Она хотела идти, но Глинский, как громом пораженный, остановив ее, насилу мог выговорить:
– Выслушайте, графиня! и не осуждайте меня так жестоко.
– Что вы хотите сказать, когда свидетель вашего срама в руках ваших?
– В доказательство чистосердечия отдаю вам эту записку; но прежде выслушайте!..
Он хотел продолжать. Эмилия снова сделала знак рукою; пробежала быстро написанное; щеки ее запылали, глаза наполнились; она кинула записку, не могла выговорить ни слова и выбежала из комнаты, хлопнув дверью перед самым Глинским, который бросился за нею. Он всплеснул руками, закрыл глаза и прислонился в отчаянии к дверям. Мрак во всех чувствах; лихорадочная дрожь и холод по членам сковывали его. Не понимая, что с ним случилось, долго оставался он в этом положении, наконец, с растерзанным сердцем, с воображением, полным несправедливостию Эмилии, он пошел медленными шагами домой.
Там встретил его слуга графини Гогормо, ждавший ответа. «Что прикажете сказать графине?» – спросил он. Глинский опомнился: «Скажи твоей графине, – начал он вспыльчиво, но потом умеря свое движение, – скажи, что хочешь, я отвечать не буду», – сказал он. Слуга посмотрел на него изумленными глазами, улыбнулся, поклонился и исчез.
Между тем, на дворе около кабриолета собралась дворня. Одни хвалили экипаж, другие критиковали упряжь, третьим нравились лошади. Изо всех окошек высовывались лица с вопросами, что за коляска и зачем приехала. Услужливая Урсула успела расспросить и разведать о графине Гогормо во всех этажах дома и, стоя посреди двора, рассказывала и рассуждала о графском достоинстве Гогормо. Когда жокей вышел от Глинского, допросы ему посыпались со всех сторон.

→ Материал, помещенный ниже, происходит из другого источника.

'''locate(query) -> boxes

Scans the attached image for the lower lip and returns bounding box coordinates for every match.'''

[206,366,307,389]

– Не из Гаскона ли твоя госпожа? – спросила Урсула.
– Чистая парижанка, – отвечал жокей.
– Так, верно, граф оттуда? – сказал придверник.
– И граф был здешний.
– А где поместья графини, где ее замок? – спросил кучер старого маркиза.

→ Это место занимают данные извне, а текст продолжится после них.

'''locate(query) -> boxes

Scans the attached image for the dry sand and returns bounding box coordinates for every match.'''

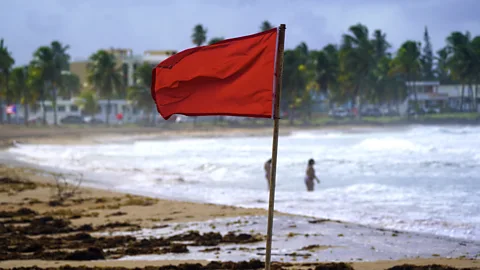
[0,127,480,269]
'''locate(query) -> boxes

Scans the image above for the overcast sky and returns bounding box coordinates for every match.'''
[0,0,480,65]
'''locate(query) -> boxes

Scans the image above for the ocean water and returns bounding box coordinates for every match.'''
[8,126,480,241]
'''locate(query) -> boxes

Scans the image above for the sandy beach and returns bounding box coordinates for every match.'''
[0,128,480,269]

– На зеленом поле, между меховыми, горами, построен из карт, – сказала Урсула. Хохот раздался кругом коляски и повторился по всем окошкам, «ай да графиня!» кричали со всех сторон. Рассерженный жокей вскочил в кабриолет, погрозил бичом и поехал. В эту самую минуту Глинский вышел из дверей и, слыша хохот и шутки вдогонку жокея насчет Гогормо, с зардевшимися щеками прошел через двор под ворота. Здесь ожидала его новая пытка: Урсула, отдавая кошелек, начала обещанные наставления – и пять франков едва избавили его от усердия и советов старой сплетницы.